Bread For the Famished Soul (John 6:35)
“I am the bread of life; whoever comes to me shall not hunger, and whoever believes in me shall never thirst.” —John 6:35
A multitude of 5,000 people follow Jesus to a mountain by the Sea of Tiberias “because they saw the signs he was doing on the sick” (John 6:2). There they witness another sign when they are miraculously fed from five barley loaves and two fish. Their hunger is satisfied, and after eating “as much as they wanted” they express that Jesus is “indeed the Prophet who is to come into the world” (vv. 11, 14).

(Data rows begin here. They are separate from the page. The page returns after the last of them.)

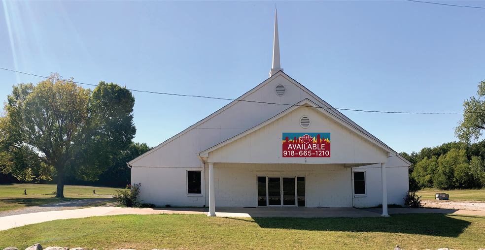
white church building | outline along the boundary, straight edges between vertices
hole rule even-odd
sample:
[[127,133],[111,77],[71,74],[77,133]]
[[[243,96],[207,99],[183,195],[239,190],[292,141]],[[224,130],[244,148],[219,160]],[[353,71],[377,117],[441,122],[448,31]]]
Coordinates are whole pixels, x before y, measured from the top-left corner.
[[403,205],[411,163],[283,72],[277,13],[269,78],[128,162],[163,206]]

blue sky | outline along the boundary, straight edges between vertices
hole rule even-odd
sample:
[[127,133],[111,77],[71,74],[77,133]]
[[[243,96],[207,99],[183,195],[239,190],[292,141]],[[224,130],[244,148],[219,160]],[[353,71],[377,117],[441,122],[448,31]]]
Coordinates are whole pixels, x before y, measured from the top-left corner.
[[[275,3],[281,67],[335,108],[462,112],[485,79],[485,9],[405,0],[3,1],[0,67],[236,98],[268,77]],[[41,80],[0,69],[0,99]],[[135,140],[150,146],[229,102],[133,94]],[[462,117],[342,113],[408,153],[456,140]]]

The next day, the same people get in boats and follow Jesus to the other side of the sea. But Jesus speaks plainly of their motives in seeking him—not because of the signs that point to Him as the Messiah, but because they desire their “fill of the loaves” (v. 26).
The people recall the manna eaten by the Israelites during the 40 years of wandering in the wilderness. Perhaps they think the same type of daily sustenance is coming to them. Jesus explains, “…it was not Moses who gave you the bread from heaven, but my Father,” and the “bread of God is he who comes down from heaven and gives life to the world” (vv. 32-33). The people want “this bread always,” but there is a disconnect between their longing and true need (v. 34). Undoubtedly Jesus cares about their physical nourishment, and yet the display of His power is meant to point to His ability to meet a far superior need—the life-giving and soul-satisfying nourishment that is offered through coming to Him and believing in Him as the Son of God.
I Am the Bread of Life
John 6:35 is the first of seven “I am” statements made by Jesus that are recorded in the Gospel of John. The metaphor is not only an expression of deity, but a theological explanation of God’s plan of salvation. Later in John 6, Jesus states more clearly, “I am the living bread that came down from heaven” and “the bread that I will give for the life of the world is my flesh” (v. 51).
Not long after this encounter, Jesus’ death, burial, and resurrection would provide a solution to the malnourishment that comes from the utter depravity of sin. This is a striking claim: Trust not in the manna, barley loaves, or fishes. Look to Jesus not merely for what He gives, but who He is. He is the Bread of Life.
Come and Believe
The human heart naturally craves idolatrous food, and Jesus responds to the grumbling, disbelieving crowd with a blunt statement: “no one can come to me unless the Father who sent me draws him” (v. 44). While a sobering reality, implicit in this passage is also a comforting reminder of God’s sovereignty over our coming and believing. By His Spirit we are drawn into saving faith in Christ. God invites us to the feast, sets the table, provides more than our fill, and leads us to new appetites and cravings.
Never Hunger Nor Thirst
The outcome of our feasting is certain—the promise of “eternal life” and the confidence that we “will live forever” (vv. 40, 51). Christ will never “cast out” nor “lose” those who come to Him (vv. 37, 39). We will experience physical hunger and thirst, but Jesus is more than enough to satisfy even the most famished soul. Let us daily feast on the Living Bread and joyfully await His promise to raise us on the last day (v. 40).
Do you seek Jesus simply for physical bread or worship Him as The Bread of Life?
Are you trying to satisfy the cravings of your soul with anything other than Christ?
Does the promise of eternity give you hope to pursue Jesus as the object of your ultimate joy and satisfaction?